Metro mayors expect that to help fund new buses, SkyTrain cars and station upgrades for TransLink – effectively helping kickstart the other planks of the region’s transit expansion strategy that’s been in limbo since the referendum defeat last summer of a new regional sales tax.

Metro board chair Greg Moore noted the regional vision called for a 25 per cent bus service lift and 11 new B-Line express routes, adding some of that could be implemented soon.

The initial phase of money is also expected to help fund continued design and engineering of the Vancouver and Surrey rapid-transit expansions.

Surrey Mayor Linda Hepner said she is not disappointed by the Liberals’ approach to phasing transit grants.

“They are on track to do what they said they would do,” Hepner said, noting it will take years to build the new lines and not all the money is needed right away.

“This moves us along towards construction. We may start in the ground in 2018 but we may not finish going all the way out to Langley until 2022 or 2024.”

Other news, if widely telegraphed in advance by federal ministers, is a commitment to sweeten the traditional funding formula of one-third from each senior government for major new infrastructure.

The budget commits Ottawa to provide up to 50 per cent of the costs of public transit projects.
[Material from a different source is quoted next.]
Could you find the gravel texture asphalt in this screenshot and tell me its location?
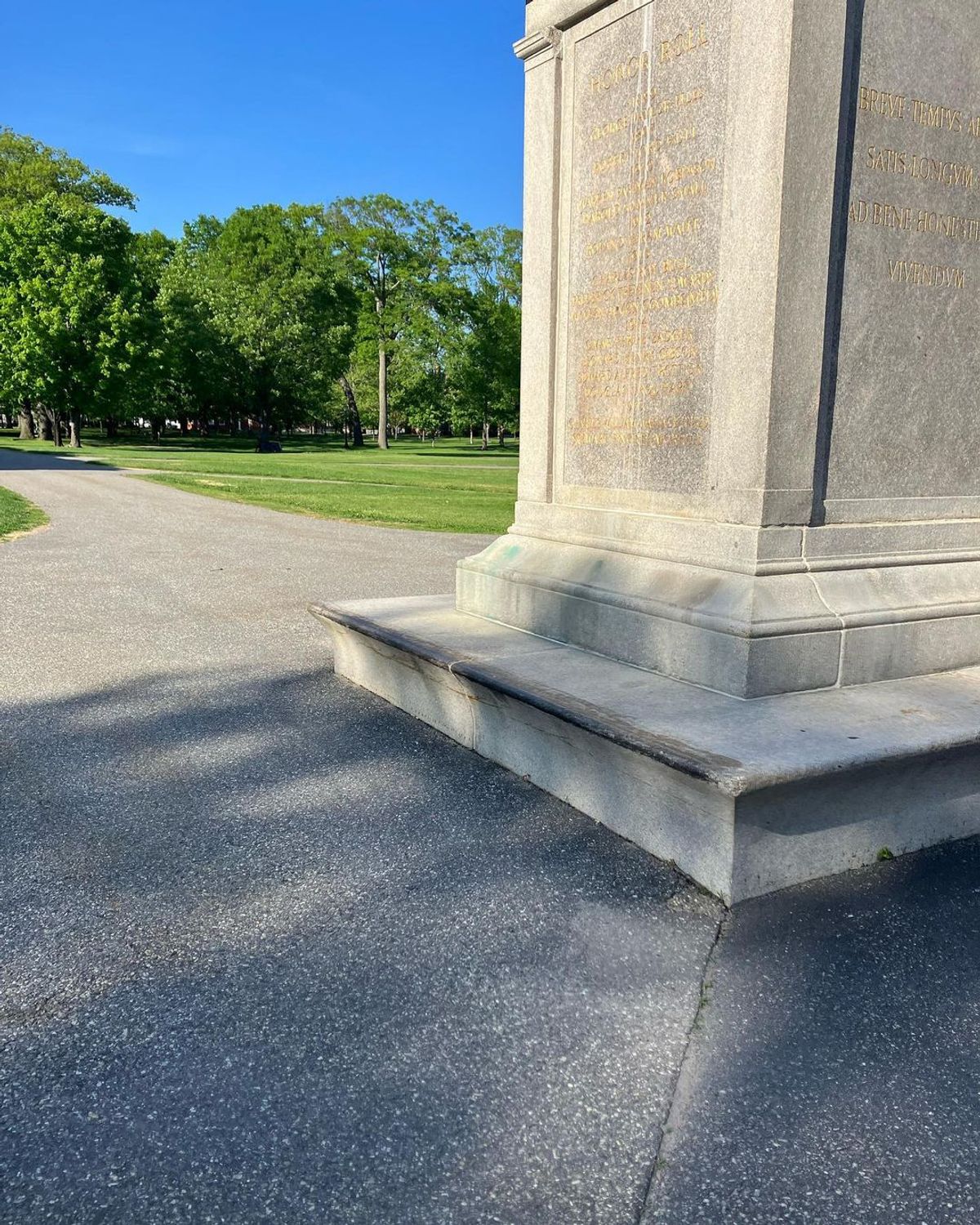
[0,450,980,1225]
With regional taxpayers now needing to shoulder only one-sixth instead of the usual one-third of the costs, it means a new tax for transit won’t be as onerous as the one that went to referendum last year.

“The whole landscape has changed since the referendum,” Hepner said, predicting intense closed-door talks with provincial ministers to solve the TransLink financing impasse. “It would be irresponsible of us not to be ready for that funding. No one is going to want to miss this opportunity.”
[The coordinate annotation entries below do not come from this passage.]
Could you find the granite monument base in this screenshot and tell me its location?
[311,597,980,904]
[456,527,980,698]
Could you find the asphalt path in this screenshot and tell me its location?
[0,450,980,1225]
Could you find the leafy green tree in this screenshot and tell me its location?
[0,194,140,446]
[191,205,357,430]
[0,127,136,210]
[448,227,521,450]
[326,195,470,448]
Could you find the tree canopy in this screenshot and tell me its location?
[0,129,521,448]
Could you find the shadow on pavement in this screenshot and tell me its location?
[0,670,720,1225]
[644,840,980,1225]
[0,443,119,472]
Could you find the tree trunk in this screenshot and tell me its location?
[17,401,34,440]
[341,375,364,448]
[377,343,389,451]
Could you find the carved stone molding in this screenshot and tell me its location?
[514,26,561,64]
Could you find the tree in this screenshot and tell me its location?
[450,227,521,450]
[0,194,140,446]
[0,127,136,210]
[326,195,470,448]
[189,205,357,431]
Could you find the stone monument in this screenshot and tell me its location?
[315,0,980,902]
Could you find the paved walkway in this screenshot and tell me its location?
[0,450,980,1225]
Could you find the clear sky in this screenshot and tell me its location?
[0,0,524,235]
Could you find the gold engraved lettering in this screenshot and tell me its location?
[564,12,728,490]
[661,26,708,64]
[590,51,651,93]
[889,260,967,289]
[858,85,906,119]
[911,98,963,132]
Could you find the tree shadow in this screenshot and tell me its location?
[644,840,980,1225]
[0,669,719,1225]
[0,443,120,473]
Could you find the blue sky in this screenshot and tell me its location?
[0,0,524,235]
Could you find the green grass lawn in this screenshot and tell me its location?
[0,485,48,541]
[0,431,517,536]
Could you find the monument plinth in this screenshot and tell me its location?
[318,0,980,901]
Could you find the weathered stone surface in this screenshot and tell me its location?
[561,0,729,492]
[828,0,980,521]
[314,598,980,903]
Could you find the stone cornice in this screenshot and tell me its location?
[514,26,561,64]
B.C.’s minister responsible for TransLink Peter Fassbender wouldn’t speculate on what might be the likeliest new tax to fund TransLink, but said he would work with Metro mayors.
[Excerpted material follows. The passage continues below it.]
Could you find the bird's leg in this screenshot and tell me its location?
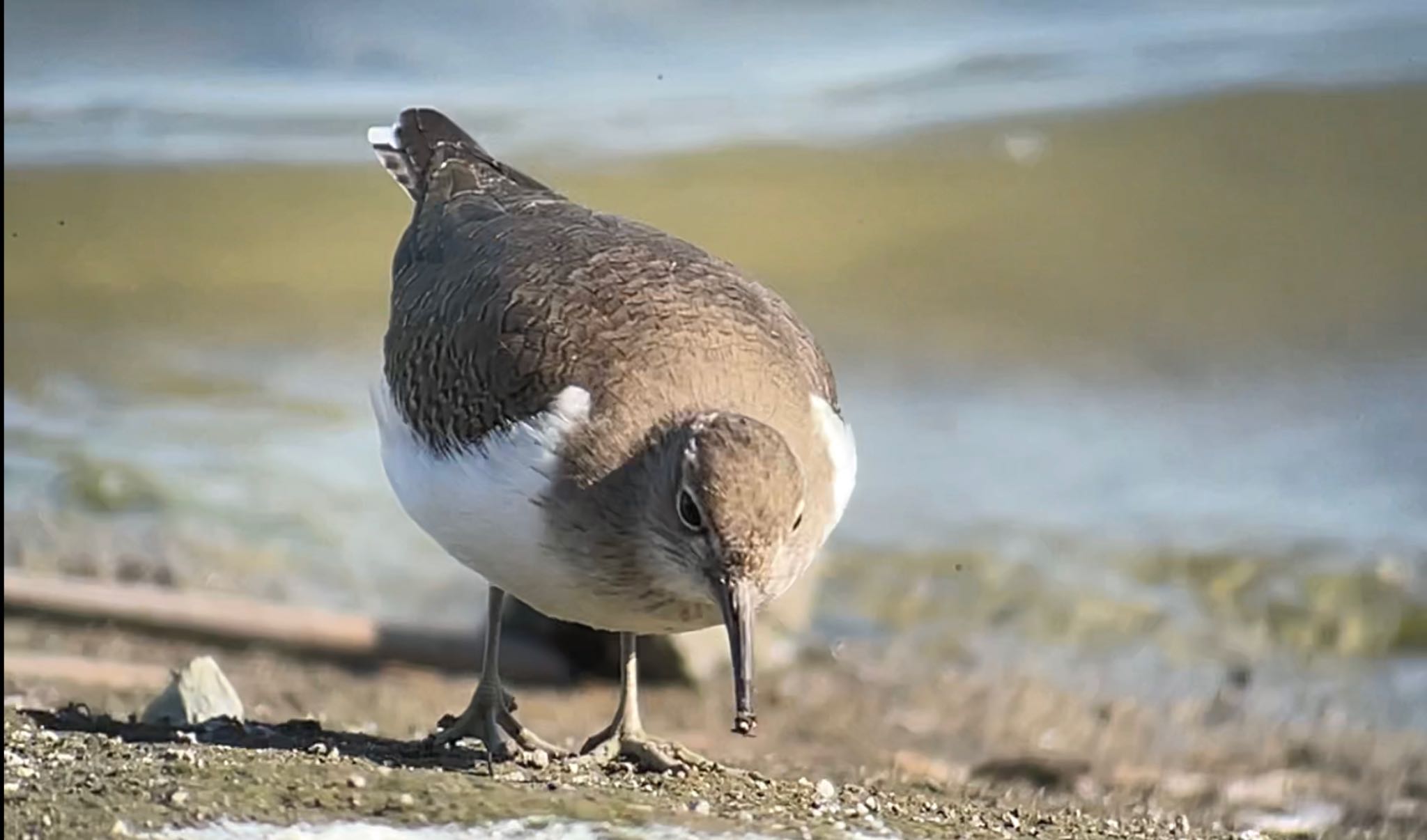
[434,586,565,764]
[579,633,714,773]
The province’s number one priority for infrastructure grants – the $3.5-billion Massey Tunnel replacement with a new bridge and Highway 99 upgrade – got no mention in the federal budget.

“We’re going to continue to press for (a federal contribution),” Fassbender said, noting he welcomed federal contributions to affordable housing and to a study on the impact of foreign investment on real estate prices.

The federal government is also pledging $60 million over five years to establish a new RCMP forensics lab at the E Division headquarters in Surrey, as well as a new veterans-affairs office in Surrey.

The budget  delivers $5.6 billion for programs and services for critically injured veterans, but spreads it out over decades.

Federal Finance Minister Bill Morneau’s budget includes a deficit of $29.4 billion – three times what had been promised during the election campaign, and forecasts more than $100 billion in deficits for the next five years, contrary to Prime Minister Justin Trudeau’s election promise to balance the budget in four.

Conservative Leader Rona Ambrose said the Liberals inherited a $4 billion surplus, but “what we’re seeing now is reckless spending without a job creation plan, and no actual plan in the budget to return to a balance.”

South Surrey-White Rock MP Dianne Watts, the Conservative infrastructure and communities critic, issued a news release Wednesday saying she is “disappointed by the lack of an in-depth plan for communities.”

She criticized transit-funding delays, elimination of income-splitting, phasing out of tax credits, “clawed back” tax-free saving accounts, and retaining a small-business tax rate of 10.5 per cent.

“The budget also broke a significant promise to our veterans: it made no mention of the pension that was promised to veterans during the election,” Watts said, noting cuts in defence spending and deferral of “$3.7 billion worth of much-needed new equipment for our military… until after the next federal election.”